Converting strings of numbers to numbers?

I have strings of numbers (possibly a vector of strings of numbers) which can be either integer or floating point – I may not know the type in advance – and I want to preserve the type. I understand that I should use function parse to convert the string to number. One possible (but ugly?) strategy is the following (e.g., with s="200" or s="2.0e3"):

s = "200";
x = try

Is there a better way to do this?

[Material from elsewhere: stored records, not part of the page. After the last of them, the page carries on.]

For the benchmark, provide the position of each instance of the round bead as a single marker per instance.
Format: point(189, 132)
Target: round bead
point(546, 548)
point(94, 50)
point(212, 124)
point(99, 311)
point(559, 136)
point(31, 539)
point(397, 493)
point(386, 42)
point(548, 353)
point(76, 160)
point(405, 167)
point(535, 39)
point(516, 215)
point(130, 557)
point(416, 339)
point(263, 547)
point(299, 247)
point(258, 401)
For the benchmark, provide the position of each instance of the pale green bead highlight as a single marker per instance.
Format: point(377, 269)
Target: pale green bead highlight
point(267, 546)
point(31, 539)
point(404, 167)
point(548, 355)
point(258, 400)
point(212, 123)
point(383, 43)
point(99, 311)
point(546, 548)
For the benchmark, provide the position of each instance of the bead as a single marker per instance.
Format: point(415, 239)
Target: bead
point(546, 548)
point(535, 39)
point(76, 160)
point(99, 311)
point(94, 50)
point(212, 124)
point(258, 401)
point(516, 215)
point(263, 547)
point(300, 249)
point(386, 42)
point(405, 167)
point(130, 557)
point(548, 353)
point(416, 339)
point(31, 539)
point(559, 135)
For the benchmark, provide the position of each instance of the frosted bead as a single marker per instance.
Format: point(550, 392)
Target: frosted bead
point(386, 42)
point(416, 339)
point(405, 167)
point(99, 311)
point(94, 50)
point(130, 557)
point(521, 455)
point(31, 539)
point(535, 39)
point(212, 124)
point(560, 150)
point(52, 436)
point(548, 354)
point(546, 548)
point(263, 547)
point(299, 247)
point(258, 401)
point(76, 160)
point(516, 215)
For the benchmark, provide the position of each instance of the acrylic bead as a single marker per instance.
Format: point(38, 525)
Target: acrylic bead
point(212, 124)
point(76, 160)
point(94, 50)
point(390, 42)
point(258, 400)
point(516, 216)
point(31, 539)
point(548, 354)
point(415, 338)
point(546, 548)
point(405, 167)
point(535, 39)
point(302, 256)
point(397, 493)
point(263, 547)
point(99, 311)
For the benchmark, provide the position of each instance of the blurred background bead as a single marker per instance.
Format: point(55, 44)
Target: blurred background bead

Something like parse(Number,s), or something?


Look at tryparse.

You can consider parsing as Float64 and then checking if it is an integer:

y = parse(Float64, "200")
x = isinteger(y) ? Int(y) : y

Thanks for 2 suggestions!

I don’t understand what is wrong with plain old parse.

julia> s1 = "200"

julia> s2 = "2.0e3"

julia> parse(s1)

julia> parse(s2)


It will no longer work in v0.7/master.
parse(string) is really designed for parsing Julia code, so it has been moved to Meta.parse.

Unfortunately, you can’t either do parse(Number, string), or parse(Unsigned, string) which would be useful if you don’t mind the type instability, and simply want to get the value returned as a type that can represent the number in the string (if it is a valid format), possibly as a BigInt or BigFloat.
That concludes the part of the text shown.